Key Experimental Results¶
| Dataset | Metric | Deco-Mamba-V1 | Prev. SOTA | Gain |
|---|---|---|---|---|
| Synapse (8-class) | DSC/HD95 | 85.07/14.72 | 83.59/15.99 (Cascaded-MERIT) | +1.48/+1.27 |
| BTCV (13-class) | DSC/HD95 | 78.45/11.77 | 75.87/17.02 (PAG-TransYnet) | +2.58/+5.25 |
| ACDC (cardiac) | DSC | 92.35 | 92.12 (PVT-EMCAD-B2) | +0.23 |
| MoNuSeg | DSC | 85.14 | 81.45 (Swin-UMamba) | +3.69 |
| GlaS | DSC | 96.91 | 96.91 (Cascaded-MERIT) | Tied |
Deco-Mamba-V0 (only 9.67M parameters) approaches the performance of Transformer-based methods with ~150M parameters.
Ablation Study¶
- Removing CNN branch: DSC 84.07 (−1.00); removing VSSMB: DSC 83.51 (−1.56)
- CAG vs. conventional AG: 82.98 → 85.07; vs. LGAG: 82.69 → 85.07; vs. CBAM: 84.01 → 85.07
- Deformable conv vs. standard conv: 84.53 vs. 85.07; vs. dynamic conv: 83.77 vs. 85.07
- MSDA vs. conventional deep supervision: the latter improves DSC but degrades HD95 (15.89 vs. 14.72); MSDA improves both metrics
- vs. boundary-aware / distance-based boundary loss: HD95 of 21.43 / 20.64 vs.

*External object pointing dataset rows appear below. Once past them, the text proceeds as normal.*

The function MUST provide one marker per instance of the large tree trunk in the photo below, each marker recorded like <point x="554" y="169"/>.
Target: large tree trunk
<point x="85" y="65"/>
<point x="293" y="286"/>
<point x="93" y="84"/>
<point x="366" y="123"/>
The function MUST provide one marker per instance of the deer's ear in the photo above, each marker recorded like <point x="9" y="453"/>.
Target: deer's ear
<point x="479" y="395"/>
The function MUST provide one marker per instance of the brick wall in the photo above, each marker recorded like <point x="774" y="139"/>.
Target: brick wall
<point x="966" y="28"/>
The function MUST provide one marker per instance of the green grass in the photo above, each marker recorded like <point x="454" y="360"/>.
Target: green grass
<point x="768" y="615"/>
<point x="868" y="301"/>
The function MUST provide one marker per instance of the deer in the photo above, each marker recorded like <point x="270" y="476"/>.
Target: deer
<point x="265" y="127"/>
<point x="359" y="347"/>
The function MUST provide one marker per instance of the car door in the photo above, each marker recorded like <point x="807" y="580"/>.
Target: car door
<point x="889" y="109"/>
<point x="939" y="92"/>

MSDA's 14.72
- Backbone comparison: PVT-B0 (9.67M) DSC 83.16; Swin-T (70.12M) DSC 83.76; PVT-B2 DSC 85.07
Highlights & Insights¶
- Impressive efficiency–accuracy trade-off: V0 with only 9.67M parameters outperforms Mamba-based methods such as SliceMamba and VM-UNet, approaching the 148M-parameter Cascaded-MERIT.

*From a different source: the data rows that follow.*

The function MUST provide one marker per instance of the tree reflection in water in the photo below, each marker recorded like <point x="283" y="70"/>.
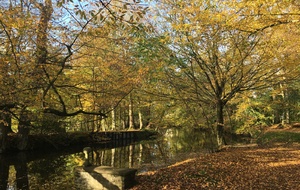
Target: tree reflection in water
<point x="56" y="171"/>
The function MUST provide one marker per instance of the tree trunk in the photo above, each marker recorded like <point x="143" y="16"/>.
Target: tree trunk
<point x="140" y="119"/>
<point x="113" y="119"/>
<point x="220" y="123"/>
<point x="130" y="114"/>
<point x="23" y="131"/>
<point x="5" y="128"/>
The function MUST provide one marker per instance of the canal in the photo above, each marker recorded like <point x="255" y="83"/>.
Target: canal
<point x="55" y="170"/>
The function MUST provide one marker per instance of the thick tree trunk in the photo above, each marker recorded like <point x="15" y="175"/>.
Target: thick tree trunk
<point x="23" y="131"/>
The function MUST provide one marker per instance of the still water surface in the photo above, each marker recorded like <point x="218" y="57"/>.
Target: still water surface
<point x="56" y="170"/>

- MSDA loss avoids the information loss caused by resizing in conventional deep supervision by operating directly at native decoder resolutions.
- Comprehensive validation across 7 cross-modal benchmarks (CT / MRI / ultrasound / dermoscopy / pathology) demonstrates strong generalizability.

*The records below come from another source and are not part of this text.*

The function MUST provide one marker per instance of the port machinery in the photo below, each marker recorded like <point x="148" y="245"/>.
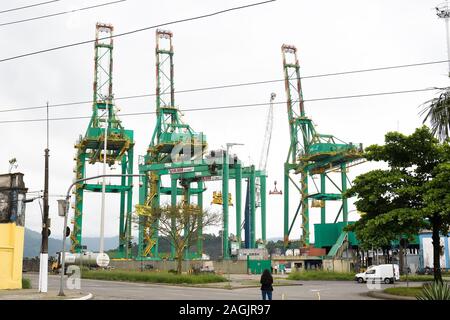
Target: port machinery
<point x="177" y="165"/>
<point x="90" y="147"/>
<point x="313" y="154"/>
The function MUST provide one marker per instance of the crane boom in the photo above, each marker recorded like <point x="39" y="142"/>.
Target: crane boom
<point x="265" y="149"/>
<point x="267" y="136"/>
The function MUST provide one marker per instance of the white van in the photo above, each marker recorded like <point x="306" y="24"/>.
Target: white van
<point x="387" y="273"/>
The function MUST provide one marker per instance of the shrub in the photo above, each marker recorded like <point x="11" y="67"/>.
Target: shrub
<point x="152" y="277"/>
<point x="435" y="291"/>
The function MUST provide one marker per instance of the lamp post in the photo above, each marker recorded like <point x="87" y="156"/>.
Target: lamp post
<point x="63" y="208"/>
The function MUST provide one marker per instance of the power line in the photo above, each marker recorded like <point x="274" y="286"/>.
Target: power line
<point x="135" y="31"/>
<point x="376" y="69"/>
<point x="229" y="106"/>
<point x="60" y="13"/>
<point x="29" y="6"/>
<point x="228" y="86"/>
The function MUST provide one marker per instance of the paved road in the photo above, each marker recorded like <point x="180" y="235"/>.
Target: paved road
<point x="106" y="290"/>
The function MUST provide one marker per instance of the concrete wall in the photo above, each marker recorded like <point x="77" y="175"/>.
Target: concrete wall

Limitations & Future Work¶
- Validation is limited to 2D slices; extension to 3D volumetric segmentation remains unexplored.
- The method relies on PVT pretrained weights; alternative pretraining strategies (e.g., self-supervised learning) have not been investigated.
- The multi-directional scanning strategy in VSSM lacks systematic ablation.
Related Work & Insights¶
- vs. EMCAD (CVPR 2024): Both target decoder enhancement, but EMCAD does not model long-range dependencies. Deco-Mamba-V0 with PVT-B0 already surpasses EMCAD with PVT-B2.
- vs. Cascaded-MERIT (147.86M): Deco-Mamba-V1 achieves +1.48% DSC using approximately one-third of the parameters.
- vs. Swin-UMamba: +3.69% DSC on MoNuSeg with fewer parameters.
Related Work & Insights¶
- The decoder-centric design philosophy merits attention — a lightweight encoder paired with a strong decoder may be more efficient than the converse.
- Distribution-aware deep supervision is generalizable to other dense prediction tasks.
Rating¶
- Novelty: ⭐⭐⭐ CAG, VSSM, and MSDA each offer incremental contributions; the combination is effective but individual innovations are limited in scope.
- Experimental Thoroughness: ⭐⭐⭐⭐⭐ 7 datasets, 20+ comparison methods, comprehensive ablation study.
- Writing Quality: ⭐⭐⭐⭐ Clear figures and tables; detailed module descriptions.
- Value: ⭐⭐⭐ Strong practical utility; valuable to the medical segmentation community; design is transferable to other tasks.